第四章
今日は消防点検があるから朝から急いで部屋の掃除をする。そもそも私は普段滅多に掃除をしない人で、だから部屋の中はかなり汚い。
そして必死に掃除していると大きな数冊のノート入りの茶封筒を発見した。そういえば少し前に私の知らない人から送りつけられて、封を開けないまま放置している。私はその数冊のノート入りの茶封筒を何も考えずに引き出しにしまった。

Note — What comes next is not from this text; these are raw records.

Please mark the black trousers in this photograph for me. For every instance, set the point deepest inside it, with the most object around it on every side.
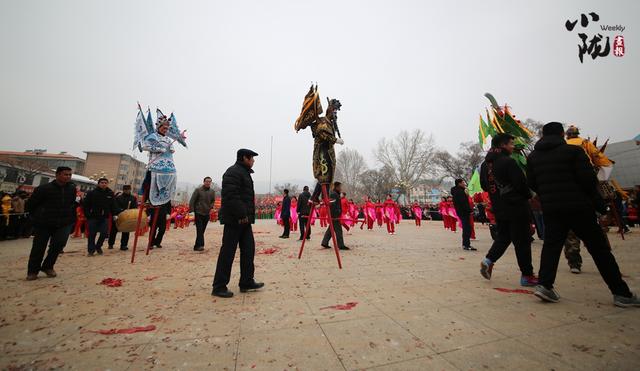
(57, 236)
(337, 226)
(286, 221)
(161, 222)
(465, 220)
(586, 227)
(516, 231)
(124, 239)
(304, 224)
(201, 226)
(232, 236)
(97, 225)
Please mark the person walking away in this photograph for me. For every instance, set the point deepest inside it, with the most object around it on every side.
(98, 207)
(18, 214)
(303, 209)
(285, 214)
(52, 209)
(567, 184)
(463, 210)
(237, 214)
(201, 203)
(506, 184)
(335, 211)
(536, 212)
(123, 201)
(389, 207)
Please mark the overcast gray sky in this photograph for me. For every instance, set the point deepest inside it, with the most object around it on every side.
(235, 73)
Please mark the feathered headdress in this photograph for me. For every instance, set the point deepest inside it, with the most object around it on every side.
(311, 109)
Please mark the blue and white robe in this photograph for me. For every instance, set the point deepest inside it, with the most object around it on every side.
(162, 168)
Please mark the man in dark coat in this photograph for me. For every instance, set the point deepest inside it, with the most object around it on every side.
(463, 209)
(52, 208)
(567, 184)
(285, 214)
(201, 203)
(123, 201)
(304, 209)
(506, 184)
(98, 207)
(335, 212)
(237, 214)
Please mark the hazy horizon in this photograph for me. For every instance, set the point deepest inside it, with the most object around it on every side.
(235, 73)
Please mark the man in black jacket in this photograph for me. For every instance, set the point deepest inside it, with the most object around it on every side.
(98, 207)
(335, 212)
(303, 209)
(567, 184)
(123, 201)
(52, 210)
(285, 214)
(463, 209)
(506, 184)
(237, 214)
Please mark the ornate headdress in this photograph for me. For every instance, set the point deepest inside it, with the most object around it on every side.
(311, 109)
(162, 119)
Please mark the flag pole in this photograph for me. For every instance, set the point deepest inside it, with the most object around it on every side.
(270, 163)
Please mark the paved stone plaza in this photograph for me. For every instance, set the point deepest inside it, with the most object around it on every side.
(421, 305)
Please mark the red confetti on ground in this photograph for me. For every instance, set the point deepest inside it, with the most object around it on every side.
(130, 330)
(347, 306)
(268, 251)
(514, 291)
(111, 282)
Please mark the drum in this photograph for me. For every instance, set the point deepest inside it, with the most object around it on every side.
(128, 219)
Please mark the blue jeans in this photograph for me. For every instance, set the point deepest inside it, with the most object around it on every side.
(97, 225)
(465, 220)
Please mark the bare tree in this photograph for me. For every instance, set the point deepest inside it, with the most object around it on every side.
(293, 188)
(469, 157)
(377, 183)
(409, 156)
(349, 168)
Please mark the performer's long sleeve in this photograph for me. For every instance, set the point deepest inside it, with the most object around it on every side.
(153, 145)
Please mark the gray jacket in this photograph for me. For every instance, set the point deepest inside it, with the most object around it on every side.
(202, 200)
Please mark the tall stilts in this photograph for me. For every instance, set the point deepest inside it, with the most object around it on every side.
(306, 230)
(153, 227)
(137, 232)
(616, 217)
(325, 197)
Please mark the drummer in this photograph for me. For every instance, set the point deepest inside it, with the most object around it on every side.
(124, 201)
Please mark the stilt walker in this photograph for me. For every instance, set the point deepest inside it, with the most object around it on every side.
(325, 134)
(159, 185)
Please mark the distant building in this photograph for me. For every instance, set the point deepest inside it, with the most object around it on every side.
(39, 159)
(426, 194)
(626, 155)
(14, 177)
(119, 168)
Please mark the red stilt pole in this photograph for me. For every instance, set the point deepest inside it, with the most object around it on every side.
(306, 231)
(137, 233)
(153, 228)
(325, 196)
(616, 216)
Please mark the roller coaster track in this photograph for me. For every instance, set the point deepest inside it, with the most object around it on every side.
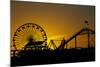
(80, 32)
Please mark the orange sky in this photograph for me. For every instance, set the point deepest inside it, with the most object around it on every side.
(58, 20)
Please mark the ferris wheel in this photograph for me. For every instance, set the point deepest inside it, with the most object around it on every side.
(29, 36)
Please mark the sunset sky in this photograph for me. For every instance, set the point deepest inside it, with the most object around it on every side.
(58, 20)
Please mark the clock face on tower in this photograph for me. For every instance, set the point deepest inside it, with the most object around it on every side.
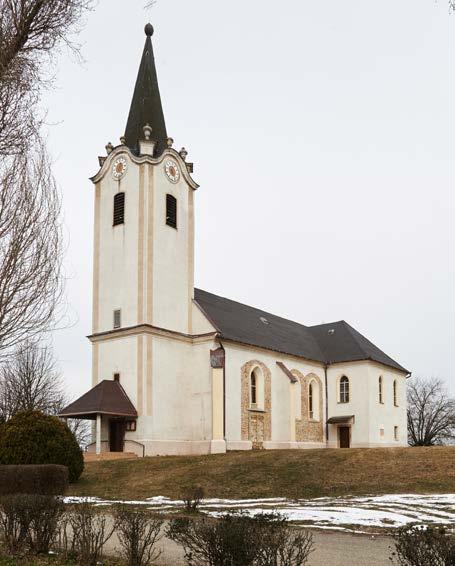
(172, 170)
(119, 168)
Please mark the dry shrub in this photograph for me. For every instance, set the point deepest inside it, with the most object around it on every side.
(50, 479)
(29, 523)
(423, 546)
(138, 533)
(234, 539)
(192, 497)
(89, 532)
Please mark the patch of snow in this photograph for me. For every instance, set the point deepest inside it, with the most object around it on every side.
(342, 513)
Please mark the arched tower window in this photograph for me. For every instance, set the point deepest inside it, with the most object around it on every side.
(344, 390)
(310, 401)
(119, 209)
(171, 211)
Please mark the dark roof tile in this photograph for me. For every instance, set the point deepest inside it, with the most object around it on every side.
(327, 343)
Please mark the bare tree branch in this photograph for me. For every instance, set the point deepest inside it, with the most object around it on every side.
(31, 381)
(30, 247)
(431, 413)
(31, 32)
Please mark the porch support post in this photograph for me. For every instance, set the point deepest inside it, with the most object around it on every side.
(98, 433)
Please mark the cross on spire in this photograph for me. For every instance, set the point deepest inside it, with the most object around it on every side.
(146, 107)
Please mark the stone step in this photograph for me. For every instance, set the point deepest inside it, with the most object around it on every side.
(92, 457)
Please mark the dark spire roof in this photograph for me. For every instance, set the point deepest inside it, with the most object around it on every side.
(146, 105)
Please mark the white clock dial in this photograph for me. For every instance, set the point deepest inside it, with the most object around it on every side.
(172, 170)
(119, 168)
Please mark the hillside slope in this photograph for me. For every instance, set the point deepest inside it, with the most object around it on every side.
(279, 473)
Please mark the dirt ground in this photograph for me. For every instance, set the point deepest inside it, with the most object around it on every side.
(332, 549)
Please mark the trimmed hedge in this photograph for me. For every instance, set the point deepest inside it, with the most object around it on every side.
(49, 479)
(31, 437)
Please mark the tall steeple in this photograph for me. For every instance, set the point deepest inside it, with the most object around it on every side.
(146, 105)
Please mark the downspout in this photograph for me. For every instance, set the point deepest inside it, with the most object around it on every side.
(326, 406)
(224, 389)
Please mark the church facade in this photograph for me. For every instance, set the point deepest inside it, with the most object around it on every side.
(178, 370)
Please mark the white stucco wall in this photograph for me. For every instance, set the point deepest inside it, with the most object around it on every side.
(118, 257)
(173, 266)
(144, 267)
(236, 357)
(370, 415)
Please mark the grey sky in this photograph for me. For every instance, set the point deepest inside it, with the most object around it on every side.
(323, 140)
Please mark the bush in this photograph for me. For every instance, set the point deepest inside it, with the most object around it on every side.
(263, 540)
(34, 438)
(423, 546)
(192, 497)
(138, 532)
(48, 479)
(89, 534)
(29, 522)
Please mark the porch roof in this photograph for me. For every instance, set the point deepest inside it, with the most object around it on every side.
(106, 398)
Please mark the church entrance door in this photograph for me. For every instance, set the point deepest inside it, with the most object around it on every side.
(257, 430)
(116, 435)
(344, 433)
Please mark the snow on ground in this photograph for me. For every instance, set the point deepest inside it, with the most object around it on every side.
(343, 513)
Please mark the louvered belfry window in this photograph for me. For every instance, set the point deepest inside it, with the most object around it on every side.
(119, 209)
(171, 211)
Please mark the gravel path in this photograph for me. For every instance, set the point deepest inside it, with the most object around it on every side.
(332, 549)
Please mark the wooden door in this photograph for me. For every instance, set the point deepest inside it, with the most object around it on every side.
(345, 436)
(257, 430)
(116, 435)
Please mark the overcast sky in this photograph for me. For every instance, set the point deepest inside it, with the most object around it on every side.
(323, 138)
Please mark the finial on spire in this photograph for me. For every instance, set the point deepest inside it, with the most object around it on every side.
(147, 129)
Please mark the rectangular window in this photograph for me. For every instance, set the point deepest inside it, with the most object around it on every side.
(117, 318)
(119, 209)
(171, 211)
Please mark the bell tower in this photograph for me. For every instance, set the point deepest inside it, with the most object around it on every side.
(143, 242)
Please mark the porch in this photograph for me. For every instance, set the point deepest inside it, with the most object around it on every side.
(113, 414)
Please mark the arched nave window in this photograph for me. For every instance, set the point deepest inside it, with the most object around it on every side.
(256, 389)
(253, 389)
(310, 400)
(314, 397)
(344, 390)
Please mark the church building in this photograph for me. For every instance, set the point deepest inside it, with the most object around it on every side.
(179, 370)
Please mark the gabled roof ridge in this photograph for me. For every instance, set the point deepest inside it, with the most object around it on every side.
(252, 308)
(352, 331)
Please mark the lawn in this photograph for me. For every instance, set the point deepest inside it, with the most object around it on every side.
(275, 473)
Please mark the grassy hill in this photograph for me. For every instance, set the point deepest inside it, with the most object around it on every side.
(277, 473)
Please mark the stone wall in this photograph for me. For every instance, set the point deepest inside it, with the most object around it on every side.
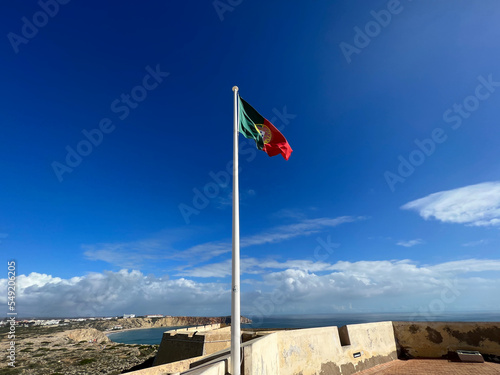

やっぱり怪しい物なのでノートを読むことを今までしたことは無い。いつかやっちゃんにこれらのノートの話をしたら、『白紙かもよ』と言われたけど、やっぱり読む勇気は出ない。
だって誹謗中傷とか知らなくていい残酷な真実とか記されていそうで怖いから。
そして私は掃除を終えると、やっちゃんやあっちゃんと合流して、みんなでれいちゃんの家へと向かう。なんでれいちゃんの家に行くことになったのかというと、れいちゃんがどうしても来て欲しいと言ったからだ。なんだか見てもらいたい物があるらしい。
りょーた先輩やららちゃん先輩も後から来るらしいし。
れいちゃんの家は遠かった。だからつくまでに時間がかなりかかった。
「「「大きい」」」
れいちゃんの家はかなり大きい。とはいってもやっちゃんの家には負けるけど。
「親がお金持ちだからです」
れいちゃんがさりげなく自慢する。まっこんな家に住んでいる人がお金持ちでは無いわけはない。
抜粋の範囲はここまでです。